I pulled my sleep mask over my eyes not because I was sleepy but to avoid any conversation with my boyfriend. I had closed my eyes for all of thirty seconds when I felt a brush against my arm. I was instantly annoyed, thinking it was Drew trying to get my attention.
“Excuse me,” said a deep voice. “Are you okay?”
> I started to nod, but I wanted to see who the voice belonged to so I pulled the mask off of my eyes. I almost gasped as I stared up into a pair of piercing blue eyes accompanied by a warm smile.
He was dressed head to toe in various shades of blue—a flight attendant. I was getting ready to write him off as gay but something in the way his hand lingered on my shoulder told me not to be so hasty to generalize.
“I’m fine.”
The smooth caramel of his cheeks folded into two dimples as he smiled warmly and went back down the aisle. Dimples were a weakness of mine. And a brown man with blue eyes was indeed a beautiful rarity.
At least it would make for something nice to think about during the flight, I told myself. I sure as hell wouldn’t be thinking of Drew unless it involved ways to break free of him.
Henry: that was the flight attendant’s name. I paid extra-close attention when he demonstrated the safety procedures. I imagined that if I was drowning, his strong arms would save me. I watched him demonstrate the proper use of the seat belt and I imagined him securing my wrists with the belt as he had his way with me. When he placed the oxygen mask over his lips, I imagined that he had covered my lips with his. And when he used his fingers to motion to the emergency exits, I almost shuddered in my seat thinking of how those fingers might feel pressing into me.
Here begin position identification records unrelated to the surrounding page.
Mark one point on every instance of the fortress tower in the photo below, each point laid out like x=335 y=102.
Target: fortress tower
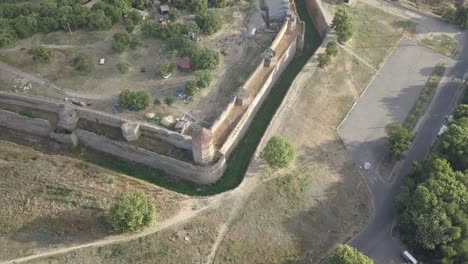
x=202 y=145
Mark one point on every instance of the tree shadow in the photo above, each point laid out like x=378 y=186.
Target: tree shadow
x=338 y=212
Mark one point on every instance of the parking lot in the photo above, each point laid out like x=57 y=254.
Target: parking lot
x=388 y=99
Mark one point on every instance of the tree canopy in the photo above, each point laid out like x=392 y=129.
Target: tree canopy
x=432 y=207
x=132 y=213
x=344 y=254
x=343 y=25
x=278 y=152
x=134 y=100
x=209 y=22
x=399 y=140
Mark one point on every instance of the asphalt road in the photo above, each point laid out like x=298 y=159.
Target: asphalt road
x=376 y=240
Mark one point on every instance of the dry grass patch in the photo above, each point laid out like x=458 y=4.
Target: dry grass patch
x=377 y=33
x=322 y=200
x=168 y=246
x=51 y=201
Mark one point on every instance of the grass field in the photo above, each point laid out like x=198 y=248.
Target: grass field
x=299 y=216
x=50 y=201
x=377 y=32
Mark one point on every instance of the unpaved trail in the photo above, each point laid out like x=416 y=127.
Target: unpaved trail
x=186 y=212
x=42 y=81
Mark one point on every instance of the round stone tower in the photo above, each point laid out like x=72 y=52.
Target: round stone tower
x=202 y=145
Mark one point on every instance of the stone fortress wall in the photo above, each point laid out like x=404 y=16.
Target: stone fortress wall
x=199 y=173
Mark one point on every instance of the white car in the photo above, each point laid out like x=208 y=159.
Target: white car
x=166 y=76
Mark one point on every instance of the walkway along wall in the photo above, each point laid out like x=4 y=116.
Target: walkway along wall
x=241 y=127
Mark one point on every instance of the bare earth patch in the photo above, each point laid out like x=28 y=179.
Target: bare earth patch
x=51 y=201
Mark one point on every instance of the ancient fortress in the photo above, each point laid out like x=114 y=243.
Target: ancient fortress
x=209 y=148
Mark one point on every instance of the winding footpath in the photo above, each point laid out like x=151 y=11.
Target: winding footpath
x=378 y=239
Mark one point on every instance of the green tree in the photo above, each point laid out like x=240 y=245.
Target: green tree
x=205 y=59
x=220 y=3
x=118 y=47
x=135 y=44
x=204 y=79
x=42 y=55
x=278 y=152
x=169 y=100
x=81 y=63
x=209 y=22
x=190 y=88
x=25 y=26
x=199 y=6
x=180 y=4
x=97 y=20
x=134 y=100
x=345 y=254
x=461 y=111
x=132 y=213
x=332 y=49
x=450 y=14
x=135 y=17
x=7 y=34
x=123 y=67
x=166 y=68
x=399 y=140
x=122 y=37
x=174 y=14
x=323 y=59
x=343 y=25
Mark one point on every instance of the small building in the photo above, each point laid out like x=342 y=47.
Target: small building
x=164 y=9
x=276 y=11
x=184 y=64
x=144 y=14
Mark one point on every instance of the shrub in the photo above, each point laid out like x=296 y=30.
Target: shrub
x=166 y=68
x=278 y=152
x=450 y=14
x=345 y=254
x=332 y=49
x=169 y=100
x=174 y=14
x=97 y=20
x=122 y=37
x=134 y=100
x=399 y=140
x=134 y=212
x=42 y=55
x=199 y=6
x=134 y=17
x=118 y=47
x=324 y=60
x=343 y=25
x=204 y=79
x=190 y=88
x=180 y=4
x=205 y=59
x=209 y=22
x=81 y=63
x=123 y=67
x=135 y=44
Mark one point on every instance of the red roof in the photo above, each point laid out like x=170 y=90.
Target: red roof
x=185 y=63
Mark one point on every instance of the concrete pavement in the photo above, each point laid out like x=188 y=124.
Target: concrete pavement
x=376 y=239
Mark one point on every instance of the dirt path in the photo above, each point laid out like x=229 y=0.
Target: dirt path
x=186 y=212
x=42 y=81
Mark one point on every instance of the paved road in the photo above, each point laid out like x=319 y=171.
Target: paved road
x=376 y=239
x=388 y=99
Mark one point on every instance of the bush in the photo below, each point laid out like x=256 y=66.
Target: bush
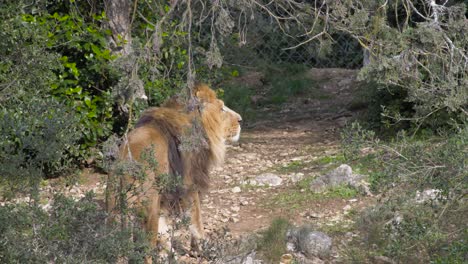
x=69 y=232
x=404 y=227
x=37 y=139
x=273 y=242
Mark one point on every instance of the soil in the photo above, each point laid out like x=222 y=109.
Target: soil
x=284 y=140
x=300 y=132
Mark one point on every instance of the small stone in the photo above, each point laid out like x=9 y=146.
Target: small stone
x=296 y=177
x=269 y=179
x=316 y=244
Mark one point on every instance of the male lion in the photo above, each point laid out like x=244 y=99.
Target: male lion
x=162 y=130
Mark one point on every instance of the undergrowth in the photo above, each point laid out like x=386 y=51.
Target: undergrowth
x=422 y=218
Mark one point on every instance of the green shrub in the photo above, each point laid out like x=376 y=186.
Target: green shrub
x=37 y=139
x=273 y=242
x=69 y=232
x=402 y=228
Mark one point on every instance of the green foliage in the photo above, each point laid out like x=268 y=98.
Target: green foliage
x=273 y=242
x=354 y=138
x=418 y=69
x=401 y=227
x=239 y=99
x=58 y=55
x=37 y=139
x=69 y=232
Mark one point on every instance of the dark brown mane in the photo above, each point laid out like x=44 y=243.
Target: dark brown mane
x=198 y=164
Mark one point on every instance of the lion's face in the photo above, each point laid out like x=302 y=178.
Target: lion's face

I was getting wet thinking of Henry the flight attendant. So much so that I forgot I was sitting next to Drew. As Henry walked up and down the cabin, his thigh lightly grazed my arm.
We were taking off soon and Drew, in his usual gregarious manner, started to make conversation with Henry. I was annoyed. This was my piece. Drew asked him if the color of his eyes was real. I rolled mine.
“It’s real,” he replied, showing no sign that he’d taken offense at Drew’s tacky question. I could tell the color of his eyes was genuine because I had been staring, and colored contact lenses have a decidedly fake look to them, especially in person. Henry the flight attendant looked back and forth between me and Drew. “So you’re headed to Chicago,” he said. “You live there?”